La justicia, a través de la Asociación de Magistrados que representa a los jueces, está reaccionando, y el apoyo que ha dado al Juez Bonadío que investiga las irregularidades en la empresa de la Presidenta que administra sus hoteles en Calafate (Hotesur), es una manifestación al respecto. Pero la cuestión es que este conflicto entre los poderes Ejecutivo y Judicial vuelve a poner el tema de la corrupción en el centro de la escena política.

La lucha en torno a Juez Bonadío anticipa el escenario que puede enfrentar el Kirchnerismo si deja el poder en 2015. A un año de la finalización del segundo mandato de Cristina Kirchner, si los jueces ya comienzan a avanzar en las causas de corrupción contra la propia Presidenta y su hijo, como es en este caso, la situación puede complicarse aún más en 2016. La denuncia que investiga Bonadío fue presentada hace un par de semanas por una dirigente importante de la oposición, como es Margarita Stolbizer. La decisión de la Inspección General de Personas Jurídicas (IGJ) de intentar cerrar las irregularidades -que incluyen no haber presentado balances desde 2010- con una multa “severa” de sólo 3.000 pesos argentinos, difícilmente terminará con la denuncia que apunta al lavado de dinero como acusación central.

El oficialismo ha reaccionado con dureza: el Jefe de Gabinete (Capitanich) ha denunciado que la justicia está realizando “golpismo activo”, en alianza con medios de comunicación y la oposición. El Secretario de Justicia (Álvarez), acusó al juez de “extorsionar” por avanzar en esta causa, para impedir que prosperen denuncias contra él en el Consejo de la Magistratura. Diversos dirigentes del oficialismo han atacado al juez (Aníbal Fernández, Randazzo, Domínguez, Di Tullio, Kunkel, etc.) y Luis D’Elia llegó a decir que quiere ver “en una pica” la cabeza de Bonadío, pero los gobernadores han sido más prudentes y sólo Uribarri se sumó a este coro.

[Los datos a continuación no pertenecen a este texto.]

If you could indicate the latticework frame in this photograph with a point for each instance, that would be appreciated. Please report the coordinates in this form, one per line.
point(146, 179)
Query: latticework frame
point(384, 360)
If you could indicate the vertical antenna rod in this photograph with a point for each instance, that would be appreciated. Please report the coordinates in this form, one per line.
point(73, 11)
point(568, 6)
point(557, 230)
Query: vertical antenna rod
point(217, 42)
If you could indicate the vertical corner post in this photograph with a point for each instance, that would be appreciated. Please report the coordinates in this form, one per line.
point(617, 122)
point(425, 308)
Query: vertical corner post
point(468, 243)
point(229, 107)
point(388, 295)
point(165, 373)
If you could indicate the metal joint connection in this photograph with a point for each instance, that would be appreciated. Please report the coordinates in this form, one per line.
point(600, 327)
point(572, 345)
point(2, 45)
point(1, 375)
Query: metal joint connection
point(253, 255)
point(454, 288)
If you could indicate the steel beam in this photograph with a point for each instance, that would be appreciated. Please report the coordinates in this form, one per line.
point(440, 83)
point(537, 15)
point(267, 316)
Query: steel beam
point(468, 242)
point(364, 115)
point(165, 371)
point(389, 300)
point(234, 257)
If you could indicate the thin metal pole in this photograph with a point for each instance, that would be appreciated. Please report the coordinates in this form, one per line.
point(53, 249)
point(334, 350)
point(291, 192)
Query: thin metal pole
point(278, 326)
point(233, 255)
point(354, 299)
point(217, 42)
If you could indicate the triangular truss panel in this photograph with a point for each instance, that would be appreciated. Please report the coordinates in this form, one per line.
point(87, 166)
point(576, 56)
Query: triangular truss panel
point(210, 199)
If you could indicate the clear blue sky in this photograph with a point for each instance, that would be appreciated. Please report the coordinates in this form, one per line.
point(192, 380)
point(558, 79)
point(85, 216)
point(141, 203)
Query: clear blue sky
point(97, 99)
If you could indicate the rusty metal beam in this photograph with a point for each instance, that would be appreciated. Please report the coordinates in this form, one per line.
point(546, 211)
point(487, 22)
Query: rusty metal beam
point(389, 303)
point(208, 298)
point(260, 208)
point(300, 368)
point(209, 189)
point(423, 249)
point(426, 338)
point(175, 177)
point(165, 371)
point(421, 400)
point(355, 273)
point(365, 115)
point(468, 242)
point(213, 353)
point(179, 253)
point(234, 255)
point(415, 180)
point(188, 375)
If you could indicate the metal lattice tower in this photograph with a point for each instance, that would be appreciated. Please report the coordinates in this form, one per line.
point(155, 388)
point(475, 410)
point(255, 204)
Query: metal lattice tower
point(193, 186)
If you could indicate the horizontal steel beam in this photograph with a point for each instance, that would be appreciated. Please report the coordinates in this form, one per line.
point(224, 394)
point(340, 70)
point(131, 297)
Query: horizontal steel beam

La cuestión es que esta causa es convergente con las investigaciones que realizan los “fondos buitres” en los EE.UU. sobre los fondos provenientes de la corrupción del gobierno argentino. El juez de Nevada que más ha avanzado en el tema recibió el pedido del juez argentino alineado con La Cámpora que investiga a Lázaro Báez (Casannello), de acceder a dicha información y los abogados de los “buitres” han opinado que lo haga.

En conclusión: la justicia es campo de batalla de la política, las denuncias de corrupción que afectan a la Presidenta y su hijo están en el centro de la escena y la pugna en torno al juez Bonadío, anticipan el escenario político-judicial que puede enfrentar el Kirchnerismo si deja el poder a fin de 2015.

 

Rosendo Fraga, Director del Centro de Estudios Unión para la Nueva Mayoría, Argentina.